Equally alarming is the projected lack of funding for EMLOT. Unless the Agency can obtain those funds, urgently needed emergency programmes in Lebanon, the Gaza Strip and the West Bank will have to be halted or curtailed. These include emergency afternoon clinics, a legal aid scheme, assistance to refugees whose homes have been damaged, sealed or demolished, and the Refugee Affairs Officer (RAO) programme. This programme, introduced in the occupied territory after the outbreak of the intifadah, is of even greater importance now in a period of increased hardship and spiralling violence. The RAO programme has been much appreciated by the Palestinian community and by major donors alike, and any reduction in this area would have serious consequences.

At a time when regional and global economies are in a troubled state, the refugee community in the UNRWA area of operations is especially vulnerable to the effects of increasing socio-economic hardship. This is particularly the case in the occupied territory and Lebanon. About 7 per cent of the refugees registered with UNRWA are special hardship cases; of these over 70 per cent are in those three fields. Cuts in the services which Palestine refugees need most in their daily lives - providing them with food, education, health care and shelter - would be unconscionable.

As this letter is written, all Palestinians in the Gaza Strip and West Bank are being barred from entry to Israel and east Jerusalem. During 1992, the Gaza strip was completely sealed off twice within six months. Then as now, tens of thousands of labourers were unable to work in Israel, merchants were unable to market their wares, agricultural produce could not be exported and the economy ground to a halt, leading to the loss of tens of millions of dollars.

The budget constraints faced by UNRWA could not have come at a worse time. With efforts under way to regenerate and invigorate the Middle East peace process, a reduction in services by the United Nations agency charged with looking after the basic human needs of Palestine refugees would send the wrong signal to those who have the most to gain or lose from the outcome of the negotiations. Given its fragility, the peace process should at all stages be accompanied by socio-economic measures which would increase confidence in the negotiations.

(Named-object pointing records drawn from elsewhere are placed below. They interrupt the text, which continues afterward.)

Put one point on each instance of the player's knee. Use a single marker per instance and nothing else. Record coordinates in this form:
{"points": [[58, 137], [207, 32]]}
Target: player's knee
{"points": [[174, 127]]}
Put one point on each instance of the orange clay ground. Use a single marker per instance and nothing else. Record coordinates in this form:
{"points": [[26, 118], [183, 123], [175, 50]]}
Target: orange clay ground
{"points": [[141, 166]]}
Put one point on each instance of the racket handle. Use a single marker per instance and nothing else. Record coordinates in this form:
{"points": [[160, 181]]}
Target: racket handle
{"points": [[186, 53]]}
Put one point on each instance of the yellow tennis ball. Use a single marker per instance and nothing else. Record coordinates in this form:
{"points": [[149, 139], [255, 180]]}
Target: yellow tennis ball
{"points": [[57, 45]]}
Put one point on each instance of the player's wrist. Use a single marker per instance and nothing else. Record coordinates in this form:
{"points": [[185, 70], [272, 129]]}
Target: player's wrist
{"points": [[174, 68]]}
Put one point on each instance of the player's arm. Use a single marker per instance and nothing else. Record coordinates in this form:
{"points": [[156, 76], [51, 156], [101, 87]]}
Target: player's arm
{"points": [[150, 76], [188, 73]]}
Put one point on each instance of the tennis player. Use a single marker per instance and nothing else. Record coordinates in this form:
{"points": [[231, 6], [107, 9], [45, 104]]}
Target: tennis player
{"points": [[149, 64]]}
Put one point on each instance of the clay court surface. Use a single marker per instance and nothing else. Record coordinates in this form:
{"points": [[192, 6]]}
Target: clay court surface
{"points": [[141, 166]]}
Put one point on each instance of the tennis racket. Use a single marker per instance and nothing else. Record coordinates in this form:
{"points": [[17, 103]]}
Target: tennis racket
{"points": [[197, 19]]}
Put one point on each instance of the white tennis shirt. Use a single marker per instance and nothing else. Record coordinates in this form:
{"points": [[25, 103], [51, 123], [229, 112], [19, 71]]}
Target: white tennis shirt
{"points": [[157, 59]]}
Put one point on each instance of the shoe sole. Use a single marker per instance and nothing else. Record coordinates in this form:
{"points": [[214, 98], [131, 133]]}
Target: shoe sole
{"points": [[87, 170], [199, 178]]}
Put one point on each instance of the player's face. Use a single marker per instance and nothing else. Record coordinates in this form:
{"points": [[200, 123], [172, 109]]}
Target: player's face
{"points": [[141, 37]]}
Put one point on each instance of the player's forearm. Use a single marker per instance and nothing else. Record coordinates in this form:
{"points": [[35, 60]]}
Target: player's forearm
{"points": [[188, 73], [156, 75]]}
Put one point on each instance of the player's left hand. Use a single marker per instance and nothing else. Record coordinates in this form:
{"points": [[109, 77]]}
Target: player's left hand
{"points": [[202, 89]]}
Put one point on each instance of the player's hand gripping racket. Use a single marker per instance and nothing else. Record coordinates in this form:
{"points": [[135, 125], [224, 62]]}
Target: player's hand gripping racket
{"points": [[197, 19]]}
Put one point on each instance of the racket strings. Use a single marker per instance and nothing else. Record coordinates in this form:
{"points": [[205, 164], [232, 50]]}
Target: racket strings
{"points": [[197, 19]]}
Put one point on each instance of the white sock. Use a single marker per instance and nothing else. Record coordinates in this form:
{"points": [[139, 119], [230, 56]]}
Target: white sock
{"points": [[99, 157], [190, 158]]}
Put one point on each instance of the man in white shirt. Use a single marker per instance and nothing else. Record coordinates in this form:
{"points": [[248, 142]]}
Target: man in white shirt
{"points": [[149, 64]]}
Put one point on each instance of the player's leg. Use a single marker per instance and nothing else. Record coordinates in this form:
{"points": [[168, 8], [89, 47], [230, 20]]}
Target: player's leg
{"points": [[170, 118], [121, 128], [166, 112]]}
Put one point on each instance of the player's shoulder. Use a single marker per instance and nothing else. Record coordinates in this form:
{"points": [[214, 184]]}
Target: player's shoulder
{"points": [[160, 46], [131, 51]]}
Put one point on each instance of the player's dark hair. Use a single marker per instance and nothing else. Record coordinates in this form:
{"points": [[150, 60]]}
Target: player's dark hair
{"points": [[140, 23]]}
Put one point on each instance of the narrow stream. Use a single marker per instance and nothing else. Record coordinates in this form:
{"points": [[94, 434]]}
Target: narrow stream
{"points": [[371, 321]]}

The Commissioner-General has issued three appeals to major donors, most recently in February 1993, and has followed these up with visits to capitals. Most recently, he has visited Bahrain, Qatar, Saudi Arabia and the United Arab Emirates, in the hope that the financial and economic resources of the Gulf States, together with their sympathy and support for the Palestine refugees, could enable them to increase their hitherto limited contributions to UNRWA. A special meeting of the Advisory Commission of UNRWA was held at Vienna in March, followed by a briefing for major donors.

I would like to add the voice of the Working Group on the Financing of UNRWA to those who are appealing for increased financial support to this vital humanitarian programme of the United Nations.

I should be grateful if you would have the present letter circulated as an official document of the General Assembly under item 85 of the preliminary list.